Lionel Scaloni deutet nach schmerzlicher WM-Finalniederlage Rücktritt an: „Es schmerzt meine Seele“
Lionel Scaloni war zutiefst erschüttert. Unter Tränen und sichtlich überwältigt brach der argentinische Nationaltrainer nach Wochen intensiven WM-Drucks und der vernichtenden Niederlage im Finale gegen Spanien schließlich zusammen. Seine emotionale Pressekonferenz nach dem Spiel verbreitete sich rasch weltweit und nährte die Vermutung, dass für Argentinien eine neue Ära anbricht.
Besonders überraschend waren Scaloni’s Äußerungen zu seiner eigenen Zukunft. Indem er offen in Frage stellte, ob er über 2026 hinaus weitermachen wird, versetzte er die argentinische Fangemeinde in Aufruhr.
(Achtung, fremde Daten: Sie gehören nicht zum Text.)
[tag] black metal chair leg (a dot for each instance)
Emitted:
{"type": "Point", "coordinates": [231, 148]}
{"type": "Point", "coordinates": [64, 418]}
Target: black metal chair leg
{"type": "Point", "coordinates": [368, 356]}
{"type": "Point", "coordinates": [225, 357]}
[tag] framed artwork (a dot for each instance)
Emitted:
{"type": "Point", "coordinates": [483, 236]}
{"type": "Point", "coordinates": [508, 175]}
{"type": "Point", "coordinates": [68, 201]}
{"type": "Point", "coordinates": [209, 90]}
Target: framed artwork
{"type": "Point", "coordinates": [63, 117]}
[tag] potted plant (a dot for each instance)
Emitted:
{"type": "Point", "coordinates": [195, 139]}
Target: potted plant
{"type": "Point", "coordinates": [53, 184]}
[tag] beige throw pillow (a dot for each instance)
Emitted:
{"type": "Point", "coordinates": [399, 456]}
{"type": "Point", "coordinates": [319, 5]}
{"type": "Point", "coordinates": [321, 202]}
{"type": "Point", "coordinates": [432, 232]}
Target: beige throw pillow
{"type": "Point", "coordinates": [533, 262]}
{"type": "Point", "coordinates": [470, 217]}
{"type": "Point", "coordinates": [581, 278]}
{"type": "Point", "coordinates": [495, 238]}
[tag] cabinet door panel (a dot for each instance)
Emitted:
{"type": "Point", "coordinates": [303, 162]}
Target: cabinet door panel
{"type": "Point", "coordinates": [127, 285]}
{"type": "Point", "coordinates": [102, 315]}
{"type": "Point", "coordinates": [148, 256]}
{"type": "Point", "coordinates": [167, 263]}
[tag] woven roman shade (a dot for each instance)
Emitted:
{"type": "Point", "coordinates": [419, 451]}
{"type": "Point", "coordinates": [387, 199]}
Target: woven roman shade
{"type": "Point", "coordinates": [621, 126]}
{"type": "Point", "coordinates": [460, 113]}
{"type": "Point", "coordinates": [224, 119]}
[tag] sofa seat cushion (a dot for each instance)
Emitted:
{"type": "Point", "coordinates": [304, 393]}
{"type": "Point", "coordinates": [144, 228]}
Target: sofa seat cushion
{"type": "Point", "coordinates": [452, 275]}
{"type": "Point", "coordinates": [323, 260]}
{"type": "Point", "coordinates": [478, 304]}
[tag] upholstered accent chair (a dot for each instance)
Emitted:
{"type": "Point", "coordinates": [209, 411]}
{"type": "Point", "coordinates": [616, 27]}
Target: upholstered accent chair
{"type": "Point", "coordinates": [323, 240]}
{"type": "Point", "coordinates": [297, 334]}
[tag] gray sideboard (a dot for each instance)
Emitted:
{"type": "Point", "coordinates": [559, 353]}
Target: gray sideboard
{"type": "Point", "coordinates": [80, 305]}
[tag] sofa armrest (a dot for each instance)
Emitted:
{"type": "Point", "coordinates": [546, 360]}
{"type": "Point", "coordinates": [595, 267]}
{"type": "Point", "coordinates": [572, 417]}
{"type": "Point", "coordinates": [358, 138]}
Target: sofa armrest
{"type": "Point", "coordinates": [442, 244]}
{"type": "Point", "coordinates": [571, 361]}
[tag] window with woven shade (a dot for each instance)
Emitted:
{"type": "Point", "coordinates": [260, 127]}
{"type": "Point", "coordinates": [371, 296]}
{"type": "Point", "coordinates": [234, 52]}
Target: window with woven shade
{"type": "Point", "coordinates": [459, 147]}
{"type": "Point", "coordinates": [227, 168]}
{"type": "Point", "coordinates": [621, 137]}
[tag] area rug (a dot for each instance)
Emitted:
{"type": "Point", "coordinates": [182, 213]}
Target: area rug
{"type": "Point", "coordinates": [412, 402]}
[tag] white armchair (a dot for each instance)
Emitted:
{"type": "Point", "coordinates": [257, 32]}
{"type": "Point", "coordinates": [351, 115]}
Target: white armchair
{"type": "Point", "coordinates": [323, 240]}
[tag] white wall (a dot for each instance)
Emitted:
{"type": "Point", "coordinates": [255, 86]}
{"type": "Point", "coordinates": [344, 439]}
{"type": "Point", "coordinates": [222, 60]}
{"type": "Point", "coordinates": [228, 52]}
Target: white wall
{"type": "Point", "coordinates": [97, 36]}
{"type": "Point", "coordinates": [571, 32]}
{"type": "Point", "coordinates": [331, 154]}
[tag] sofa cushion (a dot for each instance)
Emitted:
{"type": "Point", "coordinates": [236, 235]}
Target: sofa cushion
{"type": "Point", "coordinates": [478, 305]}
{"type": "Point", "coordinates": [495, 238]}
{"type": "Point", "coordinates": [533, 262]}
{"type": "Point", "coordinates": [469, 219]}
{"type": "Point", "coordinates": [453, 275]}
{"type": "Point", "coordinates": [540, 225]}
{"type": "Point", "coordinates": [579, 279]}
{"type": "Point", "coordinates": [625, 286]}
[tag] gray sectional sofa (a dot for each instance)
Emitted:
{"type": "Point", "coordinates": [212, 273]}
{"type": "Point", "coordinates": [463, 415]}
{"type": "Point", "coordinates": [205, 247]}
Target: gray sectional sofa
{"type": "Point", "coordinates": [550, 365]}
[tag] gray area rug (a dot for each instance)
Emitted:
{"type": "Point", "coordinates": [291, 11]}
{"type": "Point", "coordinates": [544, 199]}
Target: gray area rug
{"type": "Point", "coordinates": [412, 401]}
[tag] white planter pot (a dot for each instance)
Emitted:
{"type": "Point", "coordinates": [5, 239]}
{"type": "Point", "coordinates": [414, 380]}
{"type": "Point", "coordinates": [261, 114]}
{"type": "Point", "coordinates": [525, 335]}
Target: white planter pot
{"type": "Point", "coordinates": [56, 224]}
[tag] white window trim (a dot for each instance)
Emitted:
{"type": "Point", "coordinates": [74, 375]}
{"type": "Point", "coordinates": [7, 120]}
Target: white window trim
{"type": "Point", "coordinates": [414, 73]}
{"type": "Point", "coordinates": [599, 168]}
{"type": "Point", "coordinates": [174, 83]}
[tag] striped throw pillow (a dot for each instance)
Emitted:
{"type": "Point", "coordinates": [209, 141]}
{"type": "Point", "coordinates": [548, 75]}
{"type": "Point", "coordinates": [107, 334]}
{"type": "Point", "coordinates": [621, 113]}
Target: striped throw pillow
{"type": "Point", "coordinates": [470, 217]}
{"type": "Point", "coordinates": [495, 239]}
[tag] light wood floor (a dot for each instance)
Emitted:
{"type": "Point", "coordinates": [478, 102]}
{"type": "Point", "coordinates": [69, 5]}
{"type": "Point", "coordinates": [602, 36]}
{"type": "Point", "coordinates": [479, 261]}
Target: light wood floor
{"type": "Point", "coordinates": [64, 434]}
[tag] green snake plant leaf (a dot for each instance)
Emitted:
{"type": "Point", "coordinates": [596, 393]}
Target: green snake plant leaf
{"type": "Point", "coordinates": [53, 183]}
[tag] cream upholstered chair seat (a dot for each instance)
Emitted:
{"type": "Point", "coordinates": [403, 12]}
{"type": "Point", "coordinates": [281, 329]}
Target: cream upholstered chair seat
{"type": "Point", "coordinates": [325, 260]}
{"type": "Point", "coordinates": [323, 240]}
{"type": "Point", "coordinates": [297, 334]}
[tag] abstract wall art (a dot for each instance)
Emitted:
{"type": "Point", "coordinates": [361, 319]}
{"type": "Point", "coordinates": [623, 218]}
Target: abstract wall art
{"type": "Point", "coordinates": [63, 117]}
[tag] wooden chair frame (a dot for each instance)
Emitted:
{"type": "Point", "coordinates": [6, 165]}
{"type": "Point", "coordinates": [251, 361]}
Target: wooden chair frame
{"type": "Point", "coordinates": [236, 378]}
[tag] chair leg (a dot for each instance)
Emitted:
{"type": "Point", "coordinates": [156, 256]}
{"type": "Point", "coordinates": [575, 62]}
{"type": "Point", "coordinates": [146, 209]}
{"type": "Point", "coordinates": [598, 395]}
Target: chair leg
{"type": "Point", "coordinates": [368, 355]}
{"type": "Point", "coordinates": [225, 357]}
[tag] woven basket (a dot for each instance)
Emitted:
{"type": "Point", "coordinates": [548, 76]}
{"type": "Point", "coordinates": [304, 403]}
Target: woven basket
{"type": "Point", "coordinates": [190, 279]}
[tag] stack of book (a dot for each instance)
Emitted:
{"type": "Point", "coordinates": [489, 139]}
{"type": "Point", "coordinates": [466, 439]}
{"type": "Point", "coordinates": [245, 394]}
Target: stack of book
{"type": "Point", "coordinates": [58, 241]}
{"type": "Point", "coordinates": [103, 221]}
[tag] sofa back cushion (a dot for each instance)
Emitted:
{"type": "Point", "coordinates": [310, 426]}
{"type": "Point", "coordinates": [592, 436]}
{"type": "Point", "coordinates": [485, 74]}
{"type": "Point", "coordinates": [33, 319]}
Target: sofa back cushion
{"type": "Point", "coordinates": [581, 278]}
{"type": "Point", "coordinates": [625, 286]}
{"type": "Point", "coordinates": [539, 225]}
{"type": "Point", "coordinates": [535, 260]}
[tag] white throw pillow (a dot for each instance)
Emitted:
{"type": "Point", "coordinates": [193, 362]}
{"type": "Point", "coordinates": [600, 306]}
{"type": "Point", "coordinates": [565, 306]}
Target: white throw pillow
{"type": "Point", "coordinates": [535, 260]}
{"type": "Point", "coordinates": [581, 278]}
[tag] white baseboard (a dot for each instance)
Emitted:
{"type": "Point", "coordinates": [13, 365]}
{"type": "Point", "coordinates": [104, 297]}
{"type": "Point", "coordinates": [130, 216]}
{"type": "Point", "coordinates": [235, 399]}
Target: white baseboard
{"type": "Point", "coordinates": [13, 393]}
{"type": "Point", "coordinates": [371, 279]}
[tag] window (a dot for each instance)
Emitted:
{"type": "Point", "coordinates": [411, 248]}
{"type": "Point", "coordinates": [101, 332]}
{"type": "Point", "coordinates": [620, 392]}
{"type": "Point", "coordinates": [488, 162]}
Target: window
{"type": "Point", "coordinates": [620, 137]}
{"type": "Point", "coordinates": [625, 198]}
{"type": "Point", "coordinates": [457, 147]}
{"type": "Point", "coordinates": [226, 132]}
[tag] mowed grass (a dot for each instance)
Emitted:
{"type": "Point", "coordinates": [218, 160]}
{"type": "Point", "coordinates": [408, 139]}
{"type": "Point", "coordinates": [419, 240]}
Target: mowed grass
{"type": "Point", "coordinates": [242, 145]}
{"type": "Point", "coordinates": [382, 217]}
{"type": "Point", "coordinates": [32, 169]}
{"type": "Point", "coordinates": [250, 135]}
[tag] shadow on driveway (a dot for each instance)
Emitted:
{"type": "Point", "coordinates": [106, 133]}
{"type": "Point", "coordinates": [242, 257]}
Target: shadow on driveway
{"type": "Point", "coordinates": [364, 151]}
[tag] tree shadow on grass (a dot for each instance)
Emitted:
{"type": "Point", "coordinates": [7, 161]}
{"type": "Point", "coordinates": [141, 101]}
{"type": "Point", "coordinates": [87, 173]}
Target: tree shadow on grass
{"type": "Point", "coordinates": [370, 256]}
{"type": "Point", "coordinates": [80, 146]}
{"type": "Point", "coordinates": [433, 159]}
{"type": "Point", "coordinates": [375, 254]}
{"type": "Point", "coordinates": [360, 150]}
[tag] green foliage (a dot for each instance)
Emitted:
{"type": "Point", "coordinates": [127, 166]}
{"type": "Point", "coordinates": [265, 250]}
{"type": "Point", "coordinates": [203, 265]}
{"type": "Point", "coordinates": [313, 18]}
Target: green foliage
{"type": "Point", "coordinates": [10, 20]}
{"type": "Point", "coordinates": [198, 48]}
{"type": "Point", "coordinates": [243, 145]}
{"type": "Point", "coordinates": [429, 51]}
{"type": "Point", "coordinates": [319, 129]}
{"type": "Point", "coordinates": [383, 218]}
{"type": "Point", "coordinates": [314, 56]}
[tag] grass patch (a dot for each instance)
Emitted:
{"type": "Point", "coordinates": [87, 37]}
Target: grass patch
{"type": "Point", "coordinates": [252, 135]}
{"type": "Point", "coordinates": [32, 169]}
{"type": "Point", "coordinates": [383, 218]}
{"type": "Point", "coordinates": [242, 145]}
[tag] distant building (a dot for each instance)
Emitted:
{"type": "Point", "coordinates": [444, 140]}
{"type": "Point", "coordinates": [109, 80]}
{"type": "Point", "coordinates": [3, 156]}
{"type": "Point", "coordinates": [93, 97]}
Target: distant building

Die Ungewissheit wächst zusätzlich, da auch Lionel Messis internationale Zukunft weiterhin unklar ist.
Scaloni deutet Rückzug aus Argentinien an
„Ich bleibe bis Dezember, und danach werde ich mich wahrscheinlich zurückziehen“, erklärte Scaloni. „Ich muss das noch mit dem Präsidenten (Claudio ‚Chiqui‘ Tapia) besprechen, aber die Idee ist wohl, eine Pause einzulegen und mich zu erholen.“
Diese Aussagen lassen stark vermuten, dass Scaloni seinen Vertrag im Dezember nicht verlängern wird.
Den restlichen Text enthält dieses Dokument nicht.